A second jury was seated in September, and Nurmi and his co-counsel, Jennifer Willmott, have been trying to present “mitigation” witnesses who might convince the jury to spare Arias’ life. If death is taken off the table because of the pending motion, Arias must be sentenced to life in prison and there would be no need to continue the current proceedings.
Nurmi’s argument rests largely on how police and prosecutors handled a computer belonging to Alexander that was taken into evidence at the crime scene. And he claimed that they knowingly misrepresented the content of the computer hard drive and failed to turn over copies they had made of it.
• While the computer was in custody of Mesa police, it was turned on and off twice without taking proper precautions for handling evidence, which resulted in files being accidentally altered or deleted from the hard drive.
• During Arias’ 2013 guilt-or-innocence trial, and during the present sentencing retrial, Mesa police officers testified under oath that the computer was free of pornography and computer viruses. Prosecutor Juan Martinez used that testimony to refute Arias’ assertions that Alexander was sexually attracted to young boys and he branded her a liar for saying the porn and viruses were there.
Mesa police have since admitted that the computer did have significant amounts of pornography and viruses despite the earlier testimony by the trial’s case agent and a police forensic expert.
“Under what law would the state be allowed to go forward and seek the death penalty based on false testimony?” Nurmi asked.
• Just last month, Nurmi learned that Mesa police had made a mirror image of the computer’s hard drive in 2008, before some of the alterations took place, but had never provided it to the defense. The prosecution is legally and ethically obligated to turn over evidence, especially if it may cast a more favorable light on the defendant.
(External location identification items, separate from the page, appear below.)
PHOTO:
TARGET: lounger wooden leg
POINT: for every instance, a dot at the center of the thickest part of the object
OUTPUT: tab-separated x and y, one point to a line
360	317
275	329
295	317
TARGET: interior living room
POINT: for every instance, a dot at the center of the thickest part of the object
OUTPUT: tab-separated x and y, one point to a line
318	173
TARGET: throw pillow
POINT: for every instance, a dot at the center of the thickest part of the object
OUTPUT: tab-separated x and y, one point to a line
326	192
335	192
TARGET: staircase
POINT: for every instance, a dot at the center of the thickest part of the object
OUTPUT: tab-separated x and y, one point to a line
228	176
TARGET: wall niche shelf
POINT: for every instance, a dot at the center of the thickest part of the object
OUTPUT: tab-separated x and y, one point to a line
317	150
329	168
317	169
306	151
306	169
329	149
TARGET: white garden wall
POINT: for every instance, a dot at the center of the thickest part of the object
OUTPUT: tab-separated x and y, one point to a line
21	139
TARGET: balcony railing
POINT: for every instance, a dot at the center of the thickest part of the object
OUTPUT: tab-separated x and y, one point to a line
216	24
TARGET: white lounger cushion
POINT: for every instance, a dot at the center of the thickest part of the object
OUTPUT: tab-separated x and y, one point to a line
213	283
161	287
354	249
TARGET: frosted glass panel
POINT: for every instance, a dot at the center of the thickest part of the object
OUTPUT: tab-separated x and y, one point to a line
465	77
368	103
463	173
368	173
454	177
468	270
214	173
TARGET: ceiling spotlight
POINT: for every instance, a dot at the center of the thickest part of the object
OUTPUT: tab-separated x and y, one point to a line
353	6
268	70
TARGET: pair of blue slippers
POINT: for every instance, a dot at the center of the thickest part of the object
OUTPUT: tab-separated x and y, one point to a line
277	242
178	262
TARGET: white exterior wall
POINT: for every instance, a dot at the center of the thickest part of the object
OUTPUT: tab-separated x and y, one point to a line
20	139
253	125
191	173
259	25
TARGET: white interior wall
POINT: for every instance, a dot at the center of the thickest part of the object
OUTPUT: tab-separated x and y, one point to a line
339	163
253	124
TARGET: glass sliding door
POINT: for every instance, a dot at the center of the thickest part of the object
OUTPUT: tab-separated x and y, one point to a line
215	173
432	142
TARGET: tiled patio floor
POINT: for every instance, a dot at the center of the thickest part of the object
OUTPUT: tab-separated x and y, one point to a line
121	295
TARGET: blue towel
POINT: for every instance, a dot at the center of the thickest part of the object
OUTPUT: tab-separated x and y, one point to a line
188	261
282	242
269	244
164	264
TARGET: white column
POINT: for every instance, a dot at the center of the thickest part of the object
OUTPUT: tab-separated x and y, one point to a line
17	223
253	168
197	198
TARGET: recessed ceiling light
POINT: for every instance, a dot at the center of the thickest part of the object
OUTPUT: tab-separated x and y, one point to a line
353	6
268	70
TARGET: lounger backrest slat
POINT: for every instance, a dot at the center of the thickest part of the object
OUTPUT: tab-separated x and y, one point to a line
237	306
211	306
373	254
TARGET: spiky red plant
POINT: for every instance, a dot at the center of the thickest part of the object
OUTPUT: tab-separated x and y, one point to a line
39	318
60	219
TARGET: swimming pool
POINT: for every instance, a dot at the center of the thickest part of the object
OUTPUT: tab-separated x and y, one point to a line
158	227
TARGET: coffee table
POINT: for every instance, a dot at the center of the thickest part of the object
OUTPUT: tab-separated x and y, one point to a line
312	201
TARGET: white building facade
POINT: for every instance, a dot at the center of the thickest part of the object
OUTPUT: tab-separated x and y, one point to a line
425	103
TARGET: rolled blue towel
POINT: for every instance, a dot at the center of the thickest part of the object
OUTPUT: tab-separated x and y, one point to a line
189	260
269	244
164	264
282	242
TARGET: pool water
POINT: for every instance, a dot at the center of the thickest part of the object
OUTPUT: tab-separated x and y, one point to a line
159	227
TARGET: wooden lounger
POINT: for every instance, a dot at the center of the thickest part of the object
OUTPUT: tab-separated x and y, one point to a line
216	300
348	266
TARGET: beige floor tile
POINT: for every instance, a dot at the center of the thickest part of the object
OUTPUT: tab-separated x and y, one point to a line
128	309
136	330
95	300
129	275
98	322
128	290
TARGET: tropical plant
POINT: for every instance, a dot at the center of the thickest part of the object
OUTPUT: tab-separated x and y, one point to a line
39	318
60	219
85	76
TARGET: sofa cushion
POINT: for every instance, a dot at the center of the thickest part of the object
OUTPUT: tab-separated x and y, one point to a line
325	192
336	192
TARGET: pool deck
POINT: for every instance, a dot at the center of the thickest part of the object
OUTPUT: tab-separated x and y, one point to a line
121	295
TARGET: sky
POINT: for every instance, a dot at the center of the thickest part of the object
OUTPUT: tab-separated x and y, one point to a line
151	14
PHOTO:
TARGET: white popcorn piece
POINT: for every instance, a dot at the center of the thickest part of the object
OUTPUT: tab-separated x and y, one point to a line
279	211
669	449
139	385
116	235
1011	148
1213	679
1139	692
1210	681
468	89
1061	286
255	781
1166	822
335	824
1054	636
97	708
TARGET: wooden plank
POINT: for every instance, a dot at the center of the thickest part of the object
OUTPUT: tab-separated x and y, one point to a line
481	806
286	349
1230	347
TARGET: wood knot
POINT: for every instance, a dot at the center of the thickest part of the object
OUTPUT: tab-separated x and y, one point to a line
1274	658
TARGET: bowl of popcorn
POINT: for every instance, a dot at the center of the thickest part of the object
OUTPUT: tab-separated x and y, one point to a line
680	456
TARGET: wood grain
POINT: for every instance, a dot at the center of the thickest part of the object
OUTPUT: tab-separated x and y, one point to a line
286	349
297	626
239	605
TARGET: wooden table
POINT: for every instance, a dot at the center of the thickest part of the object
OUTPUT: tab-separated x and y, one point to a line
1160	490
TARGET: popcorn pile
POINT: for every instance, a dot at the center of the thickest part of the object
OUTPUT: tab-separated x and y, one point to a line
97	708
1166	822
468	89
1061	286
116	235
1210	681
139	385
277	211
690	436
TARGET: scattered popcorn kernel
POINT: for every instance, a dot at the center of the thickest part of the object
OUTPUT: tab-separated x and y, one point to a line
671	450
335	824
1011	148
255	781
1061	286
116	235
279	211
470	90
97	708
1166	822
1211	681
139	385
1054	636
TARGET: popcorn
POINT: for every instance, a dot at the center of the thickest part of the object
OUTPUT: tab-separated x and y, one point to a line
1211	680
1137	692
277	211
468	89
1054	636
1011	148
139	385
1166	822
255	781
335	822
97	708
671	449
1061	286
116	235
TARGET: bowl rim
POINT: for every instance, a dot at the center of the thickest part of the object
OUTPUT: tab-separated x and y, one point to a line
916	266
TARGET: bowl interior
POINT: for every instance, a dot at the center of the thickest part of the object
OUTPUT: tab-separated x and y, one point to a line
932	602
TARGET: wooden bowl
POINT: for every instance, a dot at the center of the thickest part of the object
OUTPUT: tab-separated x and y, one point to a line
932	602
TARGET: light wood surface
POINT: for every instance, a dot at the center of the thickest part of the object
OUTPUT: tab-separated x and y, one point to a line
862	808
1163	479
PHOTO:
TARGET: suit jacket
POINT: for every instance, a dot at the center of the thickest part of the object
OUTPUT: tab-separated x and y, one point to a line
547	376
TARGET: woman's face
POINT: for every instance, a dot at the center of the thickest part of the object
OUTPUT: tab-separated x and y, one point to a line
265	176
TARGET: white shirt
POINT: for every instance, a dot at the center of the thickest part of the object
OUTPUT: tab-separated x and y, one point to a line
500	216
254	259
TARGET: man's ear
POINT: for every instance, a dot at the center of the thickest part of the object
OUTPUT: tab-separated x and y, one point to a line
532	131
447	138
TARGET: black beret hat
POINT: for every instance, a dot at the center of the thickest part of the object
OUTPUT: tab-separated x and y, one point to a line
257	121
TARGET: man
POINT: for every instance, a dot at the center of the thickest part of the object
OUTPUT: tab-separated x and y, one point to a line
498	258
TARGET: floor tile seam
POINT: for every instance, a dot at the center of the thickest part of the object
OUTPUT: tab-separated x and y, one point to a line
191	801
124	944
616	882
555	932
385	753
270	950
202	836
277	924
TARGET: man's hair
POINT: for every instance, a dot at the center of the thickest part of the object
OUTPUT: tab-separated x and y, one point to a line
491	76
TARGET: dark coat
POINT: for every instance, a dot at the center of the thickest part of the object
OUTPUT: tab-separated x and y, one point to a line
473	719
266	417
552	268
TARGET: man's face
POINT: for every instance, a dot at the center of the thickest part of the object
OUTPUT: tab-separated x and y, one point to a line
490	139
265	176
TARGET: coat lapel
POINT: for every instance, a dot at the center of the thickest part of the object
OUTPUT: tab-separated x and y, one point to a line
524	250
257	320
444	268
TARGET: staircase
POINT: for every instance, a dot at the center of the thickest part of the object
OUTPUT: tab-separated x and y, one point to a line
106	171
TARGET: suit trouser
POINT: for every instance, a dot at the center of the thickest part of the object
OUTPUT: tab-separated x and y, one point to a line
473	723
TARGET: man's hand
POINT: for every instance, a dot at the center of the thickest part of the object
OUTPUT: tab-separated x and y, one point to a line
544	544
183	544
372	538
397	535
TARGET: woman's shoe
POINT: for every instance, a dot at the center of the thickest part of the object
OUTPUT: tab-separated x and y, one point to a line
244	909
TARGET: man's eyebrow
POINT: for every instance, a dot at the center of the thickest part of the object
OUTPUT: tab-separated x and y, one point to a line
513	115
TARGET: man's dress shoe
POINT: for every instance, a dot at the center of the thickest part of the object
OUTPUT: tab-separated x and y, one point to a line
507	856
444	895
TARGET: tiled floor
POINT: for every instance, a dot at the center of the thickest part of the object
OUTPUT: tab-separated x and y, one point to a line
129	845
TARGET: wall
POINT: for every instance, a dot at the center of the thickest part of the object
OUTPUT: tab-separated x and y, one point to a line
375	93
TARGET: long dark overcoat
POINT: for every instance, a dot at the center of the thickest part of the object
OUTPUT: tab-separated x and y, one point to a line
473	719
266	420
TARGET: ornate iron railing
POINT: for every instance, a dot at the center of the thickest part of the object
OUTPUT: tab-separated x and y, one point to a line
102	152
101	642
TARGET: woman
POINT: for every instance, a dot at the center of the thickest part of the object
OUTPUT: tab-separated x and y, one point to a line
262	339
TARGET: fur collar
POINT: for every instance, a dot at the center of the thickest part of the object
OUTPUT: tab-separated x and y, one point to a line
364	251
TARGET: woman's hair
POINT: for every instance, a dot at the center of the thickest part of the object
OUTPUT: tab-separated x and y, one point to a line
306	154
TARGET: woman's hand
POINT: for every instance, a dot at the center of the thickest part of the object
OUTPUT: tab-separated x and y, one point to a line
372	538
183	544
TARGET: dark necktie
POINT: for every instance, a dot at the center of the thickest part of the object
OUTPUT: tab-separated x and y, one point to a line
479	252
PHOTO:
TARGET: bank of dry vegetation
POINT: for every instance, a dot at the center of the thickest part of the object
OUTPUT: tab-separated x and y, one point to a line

“The state has confessed to illegal behavior,” Nurmi said. “The only option is to dismiss death against Ms. Arias.”
Martinez claimed that there was no harm done to Arias’ case. And he said that there was no way to prove who had actually viewed the pornography on what he described as a “communal computer.”
But Nurmi’s computer experts said repeatedly in recent hearings that the pornography would be hard to miss, and that the computer had an unusual number of “cleaning programs” that had likely been installed by Alexander to mask or erase the porn-viewing history.
Eventually the withheld evidence will derail any death sentence on appeal if Stephens does not dismiss it, Nurmi said.
“She will never be executed,” he said.
In November, Stephens granted Arias’ defense motion to allow witnesses to testify out of sight of the press and public. The Arizona Republic, 12 News and other media outlets sued for access and won in the Arizona Court of Appeals. Earlier this week, the Arizona Supreme Court refused to postpone that ruling while it was being appealed.
On Thursday, Stephens ordered the release of transcripts of the two closed-trial days with a witness who turned out to be Arias herself. Those transcripts are expected to be made public next week.
But Nurmi said in Friday’s hearing that 14 of Arias’ mitigation witnesses will refuse to testify if they have to do so in public.
Martinez countered that the witnesses could be subpoenaed and forced to testify, or that they could have been interviewed on video or prepared affidavits.
Nurmi claimed that Arias has been denied her right to a fair trial.
“It’s game over,” he said. “She cannot present a good defense.”
Stephens took the matter under advisement.
If she rules against Arias, trial will resume Monday.